This report provides analyses of two simulated datasets (available [here](../../Hmisc/markov/d1.csv) and [here](../../Hmisc/markov/d2.csv)) provided by Erica Brittain PhD, Mathematical Statistician and Deputy Branch Chief of the Biostatistics Research Branch of NIAID/NIH.  In both datasets, the primary outcome of interest is recovery, death may occur before the patient has a chance to recover, and all patients who failed to recovered died, so there is no censoring in the usual sense.  A first-order Markov partial proportional odds (PO) model is used to model time and treatment effects on a 3-level ordinal outcome assessed daily: Y=0 (recovered), 1 (not recovered but alive), 2 (dead).  Y=0 and 2 are absorbing states.  Of interest is a comparison of the treatment odds ratio from this discrete time state transition model with the hazard ratio from a time-to-recovery outcome using a Fine and Grey competing risk model.  In such a model the cumulative incidence function is estimated in a special way but the Cox proportional hazards model hazard ratio is estimated using the original Cox partial likelihood with deaths counted as censored time to recovery at the last day of follow-up.
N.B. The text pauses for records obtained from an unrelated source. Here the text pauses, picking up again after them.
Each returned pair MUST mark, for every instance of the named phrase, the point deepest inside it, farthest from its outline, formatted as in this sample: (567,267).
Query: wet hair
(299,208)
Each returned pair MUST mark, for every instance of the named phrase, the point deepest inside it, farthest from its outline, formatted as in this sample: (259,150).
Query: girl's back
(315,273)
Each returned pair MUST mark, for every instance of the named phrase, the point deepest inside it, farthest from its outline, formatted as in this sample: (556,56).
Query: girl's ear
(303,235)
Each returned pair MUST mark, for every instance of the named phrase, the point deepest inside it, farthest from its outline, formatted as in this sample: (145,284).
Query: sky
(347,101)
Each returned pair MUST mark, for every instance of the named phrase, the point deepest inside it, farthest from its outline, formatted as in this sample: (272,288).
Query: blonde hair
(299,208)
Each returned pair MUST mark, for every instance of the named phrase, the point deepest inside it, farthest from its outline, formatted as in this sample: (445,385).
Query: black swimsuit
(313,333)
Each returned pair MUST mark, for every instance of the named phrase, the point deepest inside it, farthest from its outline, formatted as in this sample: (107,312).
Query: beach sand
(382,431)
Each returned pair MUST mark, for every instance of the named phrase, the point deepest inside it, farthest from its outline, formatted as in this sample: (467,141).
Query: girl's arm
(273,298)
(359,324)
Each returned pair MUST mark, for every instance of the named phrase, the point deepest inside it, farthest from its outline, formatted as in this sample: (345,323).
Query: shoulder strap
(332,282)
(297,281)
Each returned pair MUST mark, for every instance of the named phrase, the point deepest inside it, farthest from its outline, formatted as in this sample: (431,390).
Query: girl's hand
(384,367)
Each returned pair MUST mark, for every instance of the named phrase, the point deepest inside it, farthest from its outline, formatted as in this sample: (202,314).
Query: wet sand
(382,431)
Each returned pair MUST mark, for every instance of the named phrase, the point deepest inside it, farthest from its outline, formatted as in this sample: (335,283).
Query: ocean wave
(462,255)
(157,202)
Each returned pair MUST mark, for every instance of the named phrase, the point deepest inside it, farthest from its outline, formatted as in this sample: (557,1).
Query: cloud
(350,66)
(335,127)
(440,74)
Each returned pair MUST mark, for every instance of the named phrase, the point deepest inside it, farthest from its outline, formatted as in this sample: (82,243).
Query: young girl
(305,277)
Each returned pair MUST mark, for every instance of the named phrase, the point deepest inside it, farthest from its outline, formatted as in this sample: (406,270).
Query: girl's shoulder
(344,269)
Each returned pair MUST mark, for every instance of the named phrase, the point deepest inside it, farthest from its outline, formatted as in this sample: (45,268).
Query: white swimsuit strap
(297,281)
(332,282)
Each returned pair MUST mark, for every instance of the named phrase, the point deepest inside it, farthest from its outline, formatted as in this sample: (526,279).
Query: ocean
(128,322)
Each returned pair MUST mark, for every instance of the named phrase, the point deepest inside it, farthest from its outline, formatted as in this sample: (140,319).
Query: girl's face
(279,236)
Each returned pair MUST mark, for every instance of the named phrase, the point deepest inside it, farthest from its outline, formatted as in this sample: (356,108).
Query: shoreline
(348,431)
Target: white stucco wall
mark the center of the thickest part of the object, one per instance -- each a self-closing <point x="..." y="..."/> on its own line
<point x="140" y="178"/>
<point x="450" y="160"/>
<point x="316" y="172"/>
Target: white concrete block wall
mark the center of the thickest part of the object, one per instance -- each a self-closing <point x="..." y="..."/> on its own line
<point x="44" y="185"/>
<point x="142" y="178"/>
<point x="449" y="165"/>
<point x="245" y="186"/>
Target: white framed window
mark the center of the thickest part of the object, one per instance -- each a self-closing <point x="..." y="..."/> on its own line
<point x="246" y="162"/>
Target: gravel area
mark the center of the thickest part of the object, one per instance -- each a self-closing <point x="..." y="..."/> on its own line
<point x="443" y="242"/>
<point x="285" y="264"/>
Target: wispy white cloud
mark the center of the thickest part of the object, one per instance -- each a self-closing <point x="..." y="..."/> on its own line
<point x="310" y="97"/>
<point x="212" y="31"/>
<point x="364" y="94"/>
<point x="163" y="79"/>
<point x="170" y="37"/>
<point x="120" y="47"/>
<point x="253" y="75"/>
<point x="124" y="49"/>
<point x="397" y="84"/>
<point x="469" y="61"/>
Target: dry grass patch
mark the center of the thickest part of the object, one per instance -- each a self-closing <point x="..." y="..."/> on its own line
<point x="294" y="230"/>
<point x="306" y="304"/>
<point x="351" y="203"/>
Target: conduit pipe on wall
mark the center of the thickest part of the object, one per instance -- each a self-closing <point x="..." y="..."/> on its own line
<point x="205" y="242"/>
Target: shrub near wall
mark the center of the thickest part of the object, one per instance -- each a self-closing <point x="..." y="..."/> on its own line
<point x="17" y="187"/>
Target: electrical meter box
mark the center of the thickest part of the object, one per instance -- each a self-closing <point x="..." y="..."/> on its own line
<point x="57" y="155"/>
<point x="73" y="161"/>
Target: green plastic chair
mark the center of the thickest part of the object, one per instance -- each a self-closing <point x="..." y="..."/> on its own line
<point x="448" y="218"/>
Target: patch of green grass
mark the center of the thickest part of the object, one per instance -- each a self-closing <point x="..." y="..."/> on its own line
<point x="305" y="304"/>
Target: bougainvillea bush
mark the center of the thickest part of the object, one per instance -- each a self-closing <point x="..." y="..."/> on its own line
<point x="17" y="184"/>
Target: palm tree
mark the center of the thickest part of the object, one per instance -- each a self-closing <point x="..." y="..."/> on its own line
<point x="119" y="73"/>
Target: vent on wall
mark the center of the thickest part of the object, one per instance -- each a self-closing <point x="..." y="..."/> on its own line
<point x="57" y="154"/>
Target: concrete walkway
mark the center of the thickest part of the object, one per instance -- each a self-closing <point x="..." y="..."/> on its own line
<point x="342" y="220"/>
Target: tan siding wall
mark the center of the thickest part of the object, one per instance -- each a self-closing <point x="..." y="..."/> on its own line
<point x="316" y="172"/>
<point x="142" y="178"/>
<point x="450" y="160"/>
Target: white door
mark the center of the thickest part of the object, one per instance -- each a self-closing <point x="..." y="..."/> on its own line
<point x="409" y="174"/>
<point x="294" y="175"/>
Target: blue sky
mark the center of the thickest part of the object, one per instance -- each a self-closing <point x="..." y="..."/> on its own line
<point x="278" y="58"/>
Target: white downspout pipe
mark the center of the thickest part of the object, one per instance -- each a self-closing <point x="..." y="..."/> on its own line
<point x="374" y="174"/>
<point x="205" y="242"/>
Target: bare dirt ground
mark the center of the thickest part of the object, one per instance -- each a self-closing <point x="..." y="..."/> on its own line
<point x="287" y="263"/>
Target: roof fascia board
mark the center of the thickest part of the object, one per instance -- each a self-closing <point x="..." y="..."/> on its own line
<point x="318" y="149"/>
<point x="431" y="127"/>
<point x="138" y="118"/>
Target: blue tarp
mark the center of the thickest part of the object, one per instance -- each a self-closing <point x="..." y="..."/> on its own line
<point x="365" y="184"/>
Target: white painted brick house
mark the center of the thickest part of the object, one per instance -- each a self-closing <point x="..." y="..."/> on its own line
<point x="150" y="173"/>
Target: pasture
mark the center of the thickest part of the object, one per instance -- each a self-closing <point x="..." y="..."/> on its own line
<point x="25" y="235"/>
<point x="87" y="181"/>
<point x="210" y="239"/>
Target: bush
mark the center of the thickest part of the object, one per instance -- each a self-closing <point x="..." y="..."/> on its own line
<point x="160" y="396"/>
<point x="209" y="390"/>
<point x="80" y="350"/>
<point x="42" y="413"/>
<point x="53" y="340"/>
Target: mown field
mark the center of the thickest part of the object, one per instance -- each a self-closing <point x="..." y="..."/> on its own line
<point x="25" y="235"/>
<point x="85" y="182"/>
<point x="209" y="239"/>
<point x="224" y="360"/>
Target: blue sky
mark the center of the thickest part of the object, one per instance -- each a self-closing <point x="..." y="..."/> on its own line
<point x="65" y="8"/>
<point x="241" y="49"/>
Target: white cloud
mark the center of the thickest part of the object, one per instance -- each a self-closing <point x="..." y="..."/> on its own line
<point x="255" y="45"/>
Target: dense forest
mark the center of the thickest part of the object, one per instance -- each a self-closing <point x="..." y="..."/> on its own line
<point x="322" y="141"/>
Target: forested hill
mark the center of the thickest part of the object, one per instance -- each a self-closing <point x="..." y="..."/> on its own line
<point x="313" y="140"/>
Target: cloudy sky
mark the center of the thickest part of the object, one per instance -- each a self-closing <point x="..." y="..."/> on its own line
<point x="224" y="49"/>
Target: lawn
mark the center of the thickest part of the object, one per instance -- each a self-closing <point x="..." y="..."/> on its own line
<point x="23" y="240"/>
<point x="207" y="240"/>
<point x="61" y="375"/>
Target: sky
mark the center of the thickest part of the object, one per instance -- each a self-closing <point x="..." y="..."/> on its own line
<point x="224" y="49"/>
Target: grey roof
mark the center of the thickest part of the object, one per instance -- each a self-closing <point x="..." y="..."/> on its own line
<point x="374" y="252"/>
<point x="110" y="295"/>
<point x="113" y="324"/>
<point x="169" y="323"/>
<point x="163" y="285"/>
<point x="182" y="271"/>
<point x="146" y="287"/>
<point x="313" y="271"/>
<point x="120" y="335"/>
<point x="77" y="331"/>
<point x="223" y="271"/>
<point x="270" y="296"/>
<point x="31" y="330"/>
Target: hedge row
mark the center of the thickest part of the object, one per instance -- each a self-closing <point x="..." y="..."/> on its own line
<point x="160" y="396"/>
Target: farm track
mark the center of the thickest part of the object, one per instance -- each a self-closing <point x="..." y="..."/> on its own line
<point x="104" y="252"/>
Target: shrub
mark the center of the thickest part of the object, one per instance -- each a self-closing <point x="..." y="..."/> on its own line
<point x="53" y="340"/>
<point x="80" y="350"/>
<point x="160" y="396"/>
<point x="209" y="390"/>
The ordinal longitudinal model used here has a linear time effect, either a single treatment parameter (log transition odds ratio) or event-specific log odds ratios to relax the PO assumption for treatment, and allows for the time effect to not be in proportional odds.  Note that since there are only 3 Y levels, the partial PO model used here is the same as the constrained partial PO model.  Partial and constrained partial PO models were developed by [Peterson & Harrell  1990](https://www.jstor.org/stable/2347760?seq=1). 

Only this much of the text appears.